The Commander who described the other two cases as “landmark achievements” that were supposed to deter people from engaging in the illicit trade in human beings, further said “that currently the command had 52 cases pending in the courts in the zone, adding that due process was being followed by the courts in disposing of them.”

He added that from January to date, the command had rescued 159 persons, including adults and children as he reassured that “the agency’s commitment is to curb the menace of trafficking in persons, and that with its new Anti-Trafficking Act, perpetrators of such acts are in for trouble.”

He said it would be recalled that with the re-enactment and the assent by the incumbent President, Goodluck Jonathan, the Trafficking in Persons (Prohibition), Law Enforcement and Administration Act 2003 (as amended in 2005) had been repealed.

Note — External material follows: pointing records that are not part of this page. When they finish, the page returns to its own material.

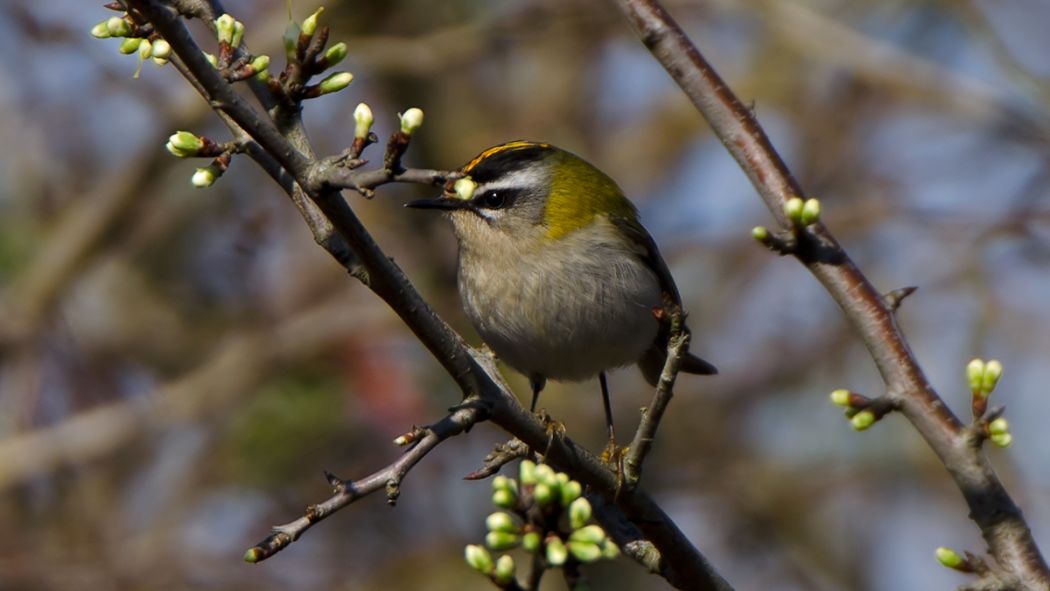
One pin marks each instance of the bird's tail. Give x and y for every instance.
(652, 364)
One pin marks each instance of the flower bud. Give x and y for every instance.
(993, 371)
(501, 540)
(504, 570)
(478, 557)
(584, 551)
(118, 27)
(841, 398)
(101, 30)
(862, 420)
(130, 45)
(793, 209)
(811, 212)
(411, 121)
(184, 144)
(225, 27)
(336, 82)
(501, 522)
(310, 23)
(580, 512)
(557, 552)
(362, 122)
(949, 557)
(335, 54)
(205, 176)
(974, 375)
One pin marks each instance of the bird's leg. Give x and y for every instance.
(537, 382)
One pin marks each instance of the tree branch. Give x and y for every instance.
(1020, 563)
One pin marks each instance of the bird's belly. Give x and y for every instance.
(565, 319)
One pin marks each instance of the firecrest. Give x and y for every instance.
(555, 271)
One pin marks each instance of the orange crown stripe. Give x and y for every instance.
(519, 145)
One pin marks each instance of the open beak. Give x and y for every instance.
(439, 203)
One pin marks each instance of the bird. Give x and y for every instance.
(555, 272)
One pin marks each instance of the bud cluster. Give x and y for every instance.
(545, 514)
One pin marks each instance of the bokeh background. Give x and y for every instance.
(177, 365)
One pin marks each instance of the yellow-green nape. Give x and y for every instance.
(463, 189)
(579, 192)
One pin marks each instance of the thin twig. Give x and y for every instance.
(1019, 562)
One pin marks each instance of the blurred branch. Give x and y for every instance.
(282, 139)
(1020, 563)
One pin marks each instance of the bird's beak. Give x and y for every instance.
(444, 202)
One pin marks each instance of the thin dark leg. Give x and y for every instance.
(608, 407)
(537, 382)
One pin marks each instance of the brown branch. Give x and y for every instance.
(1020, 563)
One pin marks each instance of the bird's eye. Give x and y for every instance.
(494, 199)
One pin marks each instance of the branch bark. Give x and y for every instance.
(1019, 562)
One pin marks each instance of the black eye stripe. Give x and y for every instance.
(496, 198)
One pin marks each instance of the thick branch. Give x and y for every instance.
(992, 509)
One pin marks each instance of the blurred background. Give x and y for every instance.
(177, 365)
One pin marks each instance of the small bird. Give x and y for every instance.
(555, 272)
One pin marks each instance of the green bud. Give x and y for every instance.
(362, 123)
(590, 534)
(118, 27)
(478, 557)
(501, 522)
(543, 494)
(184, 144)
(526, 471)
(161, 53)
(130, 45)
(531, 541)
(585, 552)
(205, 176)
(145, 49)
(570, 490)
(948, 557)
(557, 552)
(412, 120)
(335, 54)
(793, 209)
(501, 540)
(974, 375)
(811, 212)
(238, 34)
(336, 82)
(310, 23)
(225, 27)
(993, 371)
(260, 63)
(101, 30)
(580, 512)
(862, 420)
(841, 398)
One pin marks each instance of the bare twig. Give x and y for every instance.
(1019, 561)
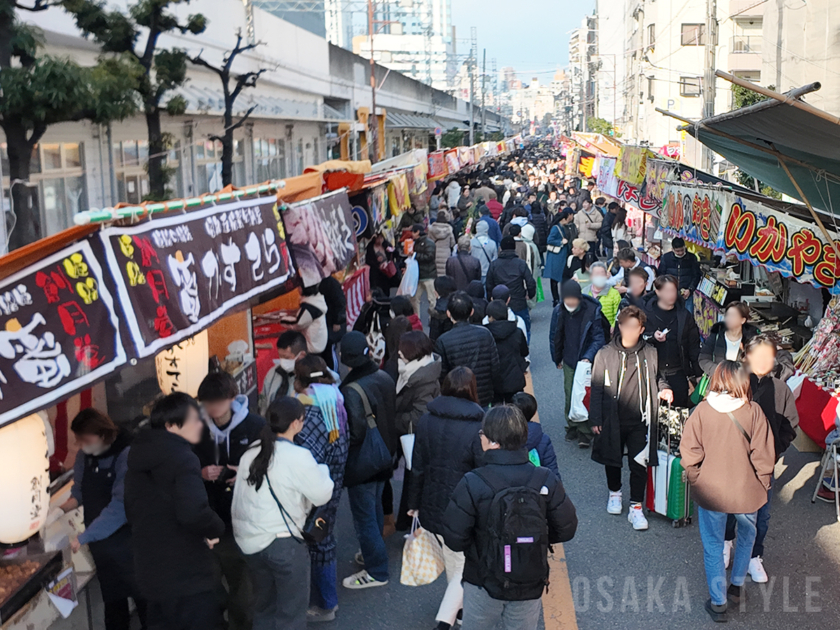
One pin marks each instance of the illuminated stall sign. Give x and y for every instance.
(177, 275)
(60, 331)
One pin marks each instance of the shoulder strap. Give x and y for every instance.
(369, 415)
(738, 425)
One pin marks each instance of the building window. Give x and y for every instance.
(269, 159)
(57, 172)
(693, 35)
(690, 86)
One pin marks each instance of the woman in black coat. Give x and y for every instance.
(446, 446)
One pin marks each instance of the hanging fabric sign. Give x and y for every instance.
(321, 236)
(177, 275)
(60, 331)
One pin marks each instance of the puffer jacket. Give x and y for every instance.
(422, 387)
(444, 240)
(446, 446)
(473, 347)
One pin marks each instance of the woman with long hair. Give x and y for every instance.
(446, 446)
(728, 454)
(325, 435)
(277, 484)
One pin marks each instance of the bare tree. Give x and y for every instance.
(239, 83)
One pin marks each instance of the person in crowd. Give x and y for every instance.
(325, 435)
(581, 276)
(684, 266)
(539, 447)
(401, 305)
(469, 346)
(446, 446)
(367, 387)
(557, 252)
(511, 344)
(439, 321)
(479, 300)
(576, 334)
(278, 483)
(623, 411)
(444, 239)
(513, 272)
(628, 260)
(727, 339)
(674, 333)
(779, 406)
(336, 302)
(636, 290)
(99, 473)
(728, 437)
(483, 248)
(173, 527)
(588, 221)
(229, 428)
(574, 262)
(462, 267)
(426, 256)
(471, 526)
(380, 257)
(606, 295)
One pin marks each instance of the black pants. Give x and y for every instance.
(678, 382)
(191, 612)
(118, 616)
(634, 437)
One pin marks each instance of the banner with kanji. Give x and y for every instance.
(177, 275)
(60, 331)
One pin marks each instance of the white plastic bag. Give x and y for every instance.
(583, 379)
(422, 557)
(411, 278)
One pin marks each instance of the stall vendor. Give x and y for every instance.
(98, 485)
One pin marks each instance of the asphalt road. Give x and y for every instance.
(627, 579)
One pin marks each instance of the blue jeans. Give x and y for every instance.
(482, 611)
(368, 519)
(525, 314)
(761, 526)
(712, 532)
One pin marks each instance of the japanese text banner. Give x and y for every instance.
(60, 331)
(176, 275)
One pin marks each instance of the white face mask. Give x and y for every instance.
(599, 282)
(287, 365)
(94, 449)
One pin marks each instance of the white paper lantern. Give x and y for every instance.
(24, 479)
(182, 367)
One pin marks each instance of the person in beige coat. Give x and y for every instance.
(728, 454)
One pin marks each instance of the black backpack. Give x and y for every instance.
(514, 554)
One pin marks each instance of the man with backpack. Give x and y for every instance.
(505, 516)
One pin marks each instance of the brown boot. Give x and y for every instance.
(389, 528)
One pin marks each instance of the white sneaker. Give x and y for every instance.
(361, 580)
(727, 552)
(756, 570)
(637, 517)
(614, 503)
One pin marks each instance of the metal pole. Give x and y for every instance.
(373, 149)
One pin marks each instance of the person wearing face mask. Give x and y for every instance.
(606, 295)
(576, 334)
(99, 485)
(685, 267)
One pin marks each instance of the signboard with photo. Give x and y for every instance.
(177, 275)
(60, 331)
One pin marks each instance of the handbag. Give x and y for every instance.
(316, 528)
(373, 456)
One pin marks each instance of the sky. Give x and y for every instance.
(530, 35)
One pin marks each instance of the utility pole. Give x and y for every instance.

“the new Act is referred to as Trafficking in Persons (Prohibition) Enforcement and Administration Act, 2015, which was assented to by President Goodluck Jonathan on March 26, 2015,” Famakin said.

He added that the new law, which had changed the designation of the agency’s head from Executive Secretary to Director-General, had given it the power to “bark and bite”.

“It has not only created more stringent punishment for offenders, but has prohibited the employment of a child below the age of 12 years as a domestic help. It has also prohibited the exploitation of a child under 18 years who is employed as a domestic help and prescribed punishment for aggravated circumstances like defilement of a child. The new law criminalises the removal of organs in line with the Palermo Protocol which has been ratified by Nigeria,” said the commander.

Metroscope gathered that that prior to the new law, the agency did not criminalise the removal of organs because it felt it was not a common phenomenon in the country.

However the spokesman said “But the times have shown that some of the organs removed were being used for other things than saving lives.”

It is discovered that the law also restructured the governing board of the agency to include relevant government agencies such as Federal Ministries of Justice, Women Affairs and Foreign Affairs, while others are the Nigeria Police Force, Nigeria Immigration Service and National Intelligence Agency.

He therefore cautioned that “the agency would not compromise in executing its mandate in line with the dictates of its new law and warned all who had been using children under 12 years as domestic help to desist.”